Increased allocation to equity long-short strategy during extreme volatile markets is precisely the worst thing to do. Thats where some hedge-funds have made mistake.
Much of the problem this year has come from extreme price movements in different markets. The S&P 500 has moved by 1 percent or more on about half of all trading days this year, according S&P. The last time the percentage hovered at that level was in 1938. Commodities prices have also moved wildly. This year, crude oil has fallen below $90 a barrel twice and jumped to a high of $110 a barrel. U.S. dollar has lost 4.13 percent this year against a trade-weighted basket of currencies tracked !!!
No hedge is perfect. In periods of unusual volatility, hedges are more likely to fail. They are much more likely to outperform in a low-volatility bear market than in a high-volatility messy market.
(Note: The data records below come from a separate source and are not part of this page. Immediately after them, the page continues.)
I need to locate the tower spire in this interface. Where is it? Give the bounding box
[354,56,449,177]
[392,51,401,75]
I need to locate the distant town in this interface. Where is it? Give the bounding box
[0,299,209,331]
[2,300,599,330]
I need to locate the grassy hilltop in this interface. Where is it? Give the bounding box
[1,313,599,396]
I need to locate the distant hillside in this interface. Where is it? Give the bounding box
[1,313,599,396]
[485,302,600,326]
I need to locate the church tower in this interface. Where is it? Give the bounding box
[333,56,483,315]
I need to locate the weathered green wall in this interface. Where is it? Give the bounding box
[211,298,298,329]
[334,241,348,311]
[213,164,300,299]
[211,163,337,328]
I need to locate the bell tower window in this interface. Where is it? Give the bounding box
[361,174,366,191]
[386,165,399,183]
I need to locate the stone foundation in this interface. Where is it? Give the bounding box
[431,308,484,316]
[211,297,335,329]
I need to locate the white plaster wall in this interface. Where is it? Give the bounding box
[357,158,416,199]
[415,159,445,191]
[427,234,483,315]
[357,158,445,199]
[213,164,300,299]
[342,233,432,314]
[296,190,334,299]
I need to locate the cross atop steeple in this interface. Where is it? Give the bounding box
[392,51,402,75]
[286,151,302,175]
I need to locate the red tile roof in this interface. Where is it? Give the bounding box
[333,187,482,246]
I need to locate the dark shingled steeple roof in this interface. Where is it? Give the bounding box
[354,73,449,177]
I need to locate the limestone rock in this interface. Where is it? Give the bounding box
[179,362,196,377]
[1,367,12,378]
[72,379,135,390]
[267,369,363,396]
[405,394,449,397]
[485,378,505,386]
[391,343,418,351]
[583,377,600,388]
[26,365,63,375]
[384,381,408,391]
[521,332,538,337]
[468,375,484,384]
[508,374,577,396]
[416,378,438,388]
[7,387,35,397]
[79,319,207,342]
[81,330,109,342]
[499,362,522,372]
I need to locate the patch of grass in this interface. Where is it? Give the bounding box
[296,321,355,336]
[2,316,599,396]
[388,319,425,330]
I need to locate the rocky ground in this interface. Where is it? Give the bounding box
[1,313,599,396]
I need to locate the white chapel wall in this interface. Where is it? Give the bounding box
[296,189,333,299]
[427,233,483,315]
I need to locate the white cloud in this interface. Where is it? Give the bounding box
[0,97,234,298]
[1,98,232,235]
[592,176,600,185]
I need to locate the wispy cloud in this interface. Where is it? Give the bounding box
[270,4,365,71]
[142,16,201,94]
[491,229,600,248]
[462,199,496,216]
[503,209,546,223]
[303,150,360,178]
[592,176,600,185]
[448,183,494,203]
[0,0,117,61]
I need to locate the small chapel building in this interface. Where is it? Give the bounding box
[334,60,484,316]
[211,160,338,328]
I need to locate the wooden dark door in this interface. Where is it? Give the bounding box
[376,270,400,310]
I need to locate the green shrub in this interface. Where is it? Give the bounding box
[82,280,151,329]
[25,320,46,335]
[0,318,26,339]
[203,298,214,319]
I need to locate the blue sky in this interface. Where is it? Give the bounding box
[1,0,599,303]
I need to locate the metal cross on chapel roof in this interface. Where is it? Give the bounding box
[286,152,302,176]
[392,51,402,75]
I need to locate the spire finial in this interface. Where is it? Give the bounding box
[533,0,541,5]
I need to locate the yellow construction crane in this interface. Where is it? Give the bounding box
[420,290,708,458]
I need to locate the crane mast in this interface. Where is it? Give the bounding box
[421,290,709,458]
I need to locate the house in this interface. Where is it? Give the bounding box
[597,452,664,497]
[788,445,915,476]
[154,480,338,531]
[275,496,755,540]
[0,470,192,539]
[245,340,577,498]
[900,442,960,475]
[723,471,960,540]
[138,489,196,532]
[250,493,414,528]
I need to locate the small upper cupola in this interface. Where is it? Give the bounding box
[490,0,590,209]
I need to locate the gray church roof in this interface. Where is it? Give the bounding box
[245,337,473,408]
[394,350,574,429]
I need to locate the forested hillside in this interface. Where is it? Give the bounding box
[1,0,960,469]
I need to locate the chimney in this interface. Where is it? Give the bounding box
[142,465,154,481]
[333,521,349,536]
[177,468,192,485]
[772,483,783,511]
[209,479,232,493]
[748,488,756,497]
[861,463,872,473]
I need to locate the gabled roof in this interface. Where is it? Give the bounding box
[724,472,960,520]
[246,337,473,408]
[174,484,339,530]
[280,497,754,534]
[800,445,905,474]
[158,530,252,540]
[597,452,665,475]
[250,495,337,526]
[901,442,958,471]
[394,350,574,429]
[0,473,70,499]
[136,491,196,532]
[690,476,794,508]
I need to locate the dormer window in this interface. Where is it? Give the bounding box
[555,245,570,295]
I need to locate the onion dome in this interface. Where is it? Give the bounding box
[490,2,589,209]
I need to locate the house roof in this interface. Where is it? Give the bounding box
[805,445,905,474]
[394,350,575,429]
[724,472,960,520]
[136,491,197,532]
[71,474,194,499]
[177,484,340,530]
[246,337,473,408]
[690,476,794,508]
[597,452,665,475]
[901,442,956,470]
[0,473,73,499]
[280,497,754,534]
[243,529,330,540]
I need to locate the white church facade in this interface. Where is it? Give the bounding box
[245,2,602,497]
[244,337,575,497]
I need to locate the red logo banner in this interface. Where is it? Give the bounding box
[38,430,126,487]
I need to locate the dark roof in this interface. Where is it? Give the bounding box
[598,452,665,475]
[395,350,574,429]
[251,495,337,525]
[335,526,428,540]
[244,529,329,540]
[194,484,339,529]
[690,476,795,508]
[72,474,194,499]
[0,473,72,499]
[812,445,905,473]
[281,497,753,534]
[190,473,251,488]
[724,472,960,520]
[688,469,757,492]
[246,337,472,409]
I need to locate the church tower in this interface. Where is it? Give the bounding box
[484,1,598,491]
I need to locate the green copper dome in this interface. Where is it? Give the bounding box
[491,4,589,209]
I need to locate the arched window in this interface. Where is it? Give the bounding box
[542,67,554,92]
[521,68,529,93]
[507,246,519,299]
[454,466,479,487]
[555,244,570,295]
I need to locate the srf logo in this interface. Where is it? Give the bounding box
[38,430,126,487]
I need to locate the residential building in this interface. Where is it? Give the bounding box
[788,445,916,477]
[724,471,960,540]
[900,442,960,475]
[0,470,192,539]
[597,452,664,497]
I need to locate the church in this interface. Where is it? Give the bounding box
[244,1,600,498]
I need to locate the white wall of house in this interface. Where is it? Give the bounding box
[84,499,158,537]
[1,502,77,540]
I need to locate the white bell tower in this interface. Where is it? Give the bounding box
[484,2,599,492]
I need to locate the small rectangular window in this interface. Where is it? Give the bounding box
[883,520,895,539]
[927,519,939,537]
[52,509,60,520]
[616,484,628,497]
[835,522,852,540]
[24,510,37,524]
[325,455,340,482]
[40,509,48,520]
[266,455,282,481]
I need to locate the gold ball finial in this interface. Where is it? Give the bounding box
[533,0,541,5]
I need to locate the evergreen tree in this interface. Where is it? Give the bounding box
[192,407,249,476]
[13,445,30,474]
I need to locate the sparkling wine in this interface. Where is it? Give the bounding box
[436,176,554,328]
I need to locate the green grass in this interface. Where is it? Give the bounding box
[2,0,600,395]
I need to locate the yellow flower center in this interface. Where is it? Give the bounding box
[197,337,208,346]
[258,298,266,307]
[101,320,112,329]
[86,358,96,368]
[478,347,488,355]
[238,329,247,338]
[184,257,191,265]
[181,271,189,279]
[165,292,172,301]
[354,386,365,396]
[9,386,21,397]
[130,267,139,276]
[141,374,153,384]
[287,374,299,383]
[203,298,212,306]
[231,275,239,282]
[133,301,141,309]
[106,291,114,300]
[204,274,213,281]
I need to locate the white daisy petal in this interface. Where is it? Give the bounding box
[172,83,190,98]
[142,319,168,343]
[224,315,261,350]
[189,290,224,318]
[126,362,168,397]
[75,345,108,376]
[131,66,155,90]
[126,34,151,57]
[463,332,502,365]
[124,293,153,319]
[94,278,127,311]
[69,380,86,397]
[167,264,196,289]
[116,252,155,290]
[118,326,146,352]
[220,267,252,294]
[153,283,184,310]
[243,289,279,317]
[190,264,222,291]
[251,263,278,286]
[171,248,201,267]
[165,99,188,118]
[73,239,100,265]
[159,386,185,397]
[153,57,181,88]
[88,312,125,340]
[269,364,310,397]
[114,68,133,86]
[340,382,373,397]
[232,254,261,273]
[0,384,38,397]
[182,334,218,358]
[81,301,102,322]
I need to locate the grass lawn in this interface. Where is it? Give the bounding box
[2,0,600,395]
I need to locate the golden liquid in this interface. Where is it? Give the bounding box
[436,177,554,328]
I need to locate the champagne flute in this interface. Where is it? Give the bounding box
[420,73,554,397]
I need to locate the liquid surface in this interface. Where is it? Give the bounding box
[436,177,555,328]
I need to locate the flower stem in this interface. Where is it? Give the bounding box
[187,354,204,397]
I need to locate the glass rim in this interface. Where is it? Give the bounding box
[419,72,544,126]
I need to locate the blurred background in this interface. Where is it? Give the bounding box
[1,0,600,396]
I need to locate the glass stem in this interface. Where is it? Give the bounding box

Much of their "black-box" complex algorithamic models start to behave abnormally during volatile markets as they are unable to forecast anything clearly & bad trades happens... I have heard - at times of extreme volatility, some Hedge Funds does wise thing - put algors to rest :)
If Hedge Funds are investing in a relative-value play, then volatility works against them. It's only the noise traders who really make money from volatility, and they're actually a minority in the hedge-fund world. Anyhow, if a Fund hasen't blown up yet, money will keep pouring !!